Very interesting article over at TechCentralStation on politics and religion.
How to Mix Religion and Politics
See my own previous post, Civil Rights without Religion, written in response to the move here in Connecticut toward same-sex civil unions. As I said then, one of the most disturbing aspects of this debate is the disenfranchisement of people of faith. "This is a civil rights issue, not a religious issue" has become the slogan of the advocates for same-sex marriage. It is intended to silence anyone who has convictions about this topic based on religious commitment by automatically disqualifying them from participation in the debate. It's no coincidence that these advocates are so strongly opposed to a non-binding citizens' referendum. They don't want religious people, especially the 40% of the population that's Catholic, voting on this issue.
After the November elections Garrison Keillor joked bitterly that Christians shouldn't be allowed to vote; they're citizens of another kingdom anyway. Keillor was joking, mostly. But, the Connecticut slogan has that effect.
I find this slogan deeply offensive on many levels. To bracket off religion from rights as though these are separate, non-intersecting domains is absurd and dangerous:
1. The free exercise of religion, even in the public square, is a Constitutionally guaranteed civil right.
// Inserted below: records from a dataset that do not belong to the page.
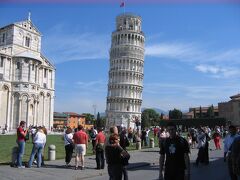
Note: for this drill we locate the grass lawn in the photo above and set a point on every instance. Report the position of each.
(7, 142)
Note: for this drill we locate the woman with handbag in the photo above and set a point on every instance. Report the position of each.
(99, 149)
(68, 145)
(116, 158)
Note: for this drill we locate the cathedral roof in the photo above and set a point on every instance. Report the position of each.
(28, 25)
(28, 54)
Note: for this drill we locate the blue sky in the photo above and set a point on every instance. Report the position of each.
(192, 55)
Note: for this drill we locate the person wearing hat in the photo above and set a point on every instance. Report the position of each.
(174, 149)
(99, 149)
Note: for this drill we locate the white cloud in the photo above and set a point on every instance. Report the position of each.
(181, 51)
(219, 64)
(218, 71)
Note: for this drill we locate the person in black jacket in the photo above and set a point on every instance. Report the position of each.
(124, 143)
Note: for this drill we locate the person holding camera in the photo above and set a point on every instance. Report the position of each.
(174, 149)
(21, 138)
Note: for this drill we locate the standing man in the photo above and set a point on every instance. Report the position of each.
(80, 139)
(21, 134)
(99, 149)
(174, 149)
(93, 135)
(228, 153)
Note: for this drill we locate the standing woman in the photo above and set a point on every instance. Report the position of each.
(99, 149)
(216, 138)
(39, 142)
(21, 134)
(68, 145)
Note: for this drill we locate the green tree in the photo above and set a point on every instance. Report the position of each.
(100, 122)
(210, 112)
(161, 116)
(194, 113)
(149, 118)
(90, 118)
(200, 112)
(175, 114)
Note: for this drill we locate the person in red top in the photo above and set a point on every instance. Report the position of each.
(155, 131)
(80, 139)
(21, 134)
(99, 149)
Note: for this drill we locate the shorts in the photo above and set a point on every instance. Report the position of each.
(80, 149)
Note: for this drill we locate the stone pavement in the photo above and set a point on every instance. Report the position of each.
(140, 160)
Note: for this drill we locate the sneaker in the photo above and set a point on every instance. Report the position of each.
(21, 167)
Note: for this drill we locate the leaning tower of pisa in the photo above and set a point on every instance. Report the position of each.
(125, 83)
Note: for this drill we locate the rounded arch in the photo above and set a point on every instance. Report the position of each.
(25, 94)
(42, 93)
(5, 87)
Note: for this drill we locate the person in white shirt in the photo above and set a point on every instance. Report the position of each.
(39, 142)
(68, 145)
(227, 150)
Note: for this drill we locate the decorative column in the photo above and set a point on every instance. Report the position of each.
(124, 71)
(8, 110)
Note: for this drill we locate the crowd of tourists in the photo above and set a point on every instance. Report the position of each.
(175, 146)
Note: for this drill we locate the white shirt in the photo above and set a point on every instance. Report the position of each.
(228, 142)
(201, 138)
(68, 138)
(39, 138)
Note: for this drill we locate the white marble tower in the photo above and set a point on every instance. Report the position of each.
(26, 78)
(125, 83)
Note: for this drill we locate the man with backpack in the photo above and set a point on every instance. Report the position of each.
(174, 156)
(93, 134)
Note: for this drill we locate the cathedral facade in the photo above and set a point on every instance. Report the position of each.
(125, 83)
(26, 78)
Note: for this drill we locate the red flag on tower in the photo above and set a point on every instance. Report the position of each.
(122, 4)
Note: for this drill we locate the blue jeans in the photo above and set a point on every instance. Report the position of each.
(37, 148)
(21, 147)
2. The concept of minority human rights in the U.S. is founded on a commitment to the worth of the individual grounded in a religious view of humanity, bearers of the image of God. What happens if this religiously-informed view is disqualified, too? What alternative has been offered? In Connecticut, we've only seen an appeal to the DSM IV and to the empathetic feelings of the legislators. I doubt that these are durable guarantors of freedom.
3. This is an intolerable double standard. It's the source of the ideas and propositions of the religious that disqualifies them; but who scrutinizes the source of the ideas of their opponents? When have we heard any one of these legislators articulate their philosophy or document the grounds for it. How do we know that they didn't get their ideas from extremely offensive sources?
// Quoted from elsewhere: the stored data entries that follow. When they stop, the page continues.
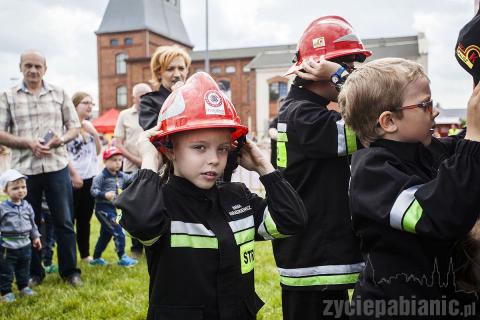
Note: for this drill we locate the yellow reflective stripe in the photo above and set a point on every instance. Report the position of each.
(244, 236)
(271, 227)
(411, 217)
(320, 280)
(197, 242)
(247, 257)
(351, 139)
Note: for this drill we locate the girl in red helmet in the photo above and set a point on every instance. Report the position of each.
(199, 232)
4. Many of the great civil rights workers were very religious people and used religious language to inspire others. William Wilberforce, for example, labored for 50 years in British parliament to get the slave trade outlawed. It was his evangelical faith that drove him. As my previous post tried to illustrate, the end of Martin Luther King's I Have a Dream speech turns into a Howard Dean-like list of states if we take the religion out of it.
This disenfranchisement of religion is gaining ground. Take that death penalty case in Colorado that's so much in the news. The death sentence was thrown out because some jurors consulted a Bible during deliberation. Suppose that instead of reading from the Bible, one of the jurors had the relevant passages memorized and recited them in the midst of their discussion of the case (not too farfetched a supposition). How is this different?
Suppose instead a juror read, or recited, from Thus Spake Zarathustra. What do you suppose would happen? Nothing.